Background: Neurocognitive impairments in executive and mnemonic domains are already evident in the pre-psychotic phases. The longitudinal dynamic course of the neurofunctional abnormalities underlying liability to psychosis and their relation to clinical outcomes is unknown.
Methods: In this study we used functional magnetic resonance imaging (fMRI) in a cohort of subjects at ultra high clinical risk for psychosis (with an "At Risk Mental State", ARMS) and in healthy controls. Images were acquired at baseline and again after one year on a 1.5 Tesla Signa, while patients were performing a visuospatial working memory task. Psychopathological assessment of the prodromal symptoms was conducted at the same time points by using the CAARMS and the PANSS instruments.
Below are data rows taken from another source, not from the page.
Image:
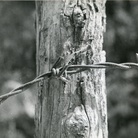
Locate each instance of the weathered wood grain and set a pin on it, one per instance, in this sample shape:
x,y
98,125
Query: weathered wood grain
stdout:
x,y
76,109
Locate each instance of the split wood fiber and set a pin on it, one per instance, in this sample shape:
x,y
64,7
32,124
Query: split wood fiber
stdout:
x,y
76,109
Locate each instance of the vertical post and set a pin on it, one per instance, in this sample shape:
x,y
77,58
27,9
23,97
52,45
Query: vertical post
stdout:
x,y
76,109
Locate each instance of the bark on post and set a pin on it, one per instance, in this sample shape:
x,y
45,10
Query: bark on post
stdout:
x,y
76,109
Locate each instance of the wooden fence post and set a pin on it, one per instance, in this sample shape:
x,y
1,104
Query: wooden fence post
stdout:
x,y
77,108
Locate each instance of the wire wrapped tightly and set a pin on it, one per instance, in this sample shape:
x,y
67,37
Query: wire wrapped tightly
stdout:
x,y
70,69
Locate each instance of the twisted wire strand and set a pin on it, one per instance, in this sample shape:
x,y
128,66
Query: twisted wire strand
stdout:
x,y
61,70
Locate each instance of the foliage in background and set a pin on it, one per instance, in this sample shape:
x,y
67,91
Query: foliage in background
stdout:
x,y
121,40
17,41
17,63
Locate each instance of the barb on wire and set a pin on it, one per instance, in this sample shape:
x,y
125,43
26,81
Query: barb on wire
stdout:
x,y
19,89
70,69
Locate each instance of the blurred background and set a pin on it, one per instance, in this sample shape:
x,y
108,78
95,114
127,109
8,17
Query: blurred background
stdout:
x,y
17,66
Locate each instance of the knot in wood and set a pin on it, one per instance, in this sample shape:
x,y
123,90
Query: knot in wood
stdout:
x,y
77,124
55,71
78,17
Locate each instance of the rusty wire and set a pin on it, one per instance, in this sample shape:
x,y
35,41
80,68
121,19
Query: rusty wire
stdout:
x,y
69,69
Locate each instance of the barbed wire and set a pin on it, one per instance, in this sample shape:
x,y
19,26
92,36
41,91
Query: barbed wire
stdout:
x,y
69,69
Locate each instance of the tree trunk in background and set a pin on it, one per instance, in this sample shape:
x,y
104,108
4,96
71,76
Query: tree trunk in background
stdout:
x,y
76,109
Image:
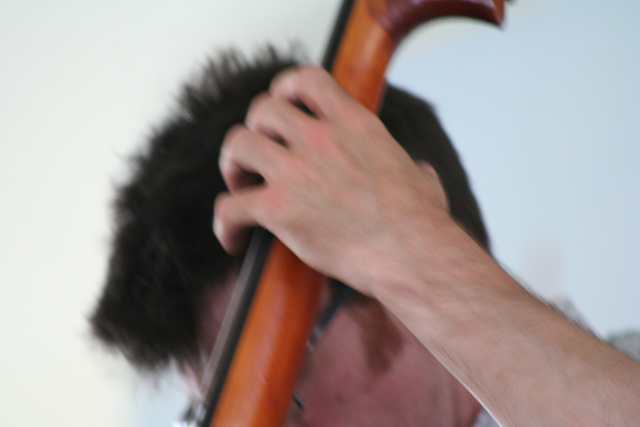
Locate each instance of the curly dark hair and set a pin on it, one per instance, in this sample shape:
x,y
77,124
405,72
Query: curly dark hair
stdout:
x,y
164,255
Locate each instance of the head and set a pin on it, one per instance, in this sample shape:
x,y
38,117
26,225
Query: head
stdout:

Results: There were no significant differences between the ARMS and control groups with respect to age or IQ. Although both groups performed the PAL task with a high degree of accuracy, the ARMS showed an increased latency in answers during the most demanding level of the task. At baseline, such cognitive impairment was associated with reduced activation in the left precuneus, left superior parietal lobule, right middle temporal gyrus in the ARMS as compared to controls. In addition, the ARMS failed to activate parietal areas with increasing difficulty of the task. Between presentation and follow-up the overall clinical status of the ARMS sample improved, despite 2 out of the 15 subjects having developed a full-blown psychosis: the CAARMS (perceptual disorder and thought disorder subscales) and the PANNS general scores decreased, while the GAF score increased. Such clinical amelioration was associated with a longitudinal compensatory increase in occipitoparietal regions.
Conclusions: The prodromal phase of psychosis is associated with functional alterations in parietal and temporal networks subserving visuospatial working memory which are more evident under high cognitive loads. The clinical improvement at one year is associated with a compensatory increase in occipitoparietal regions.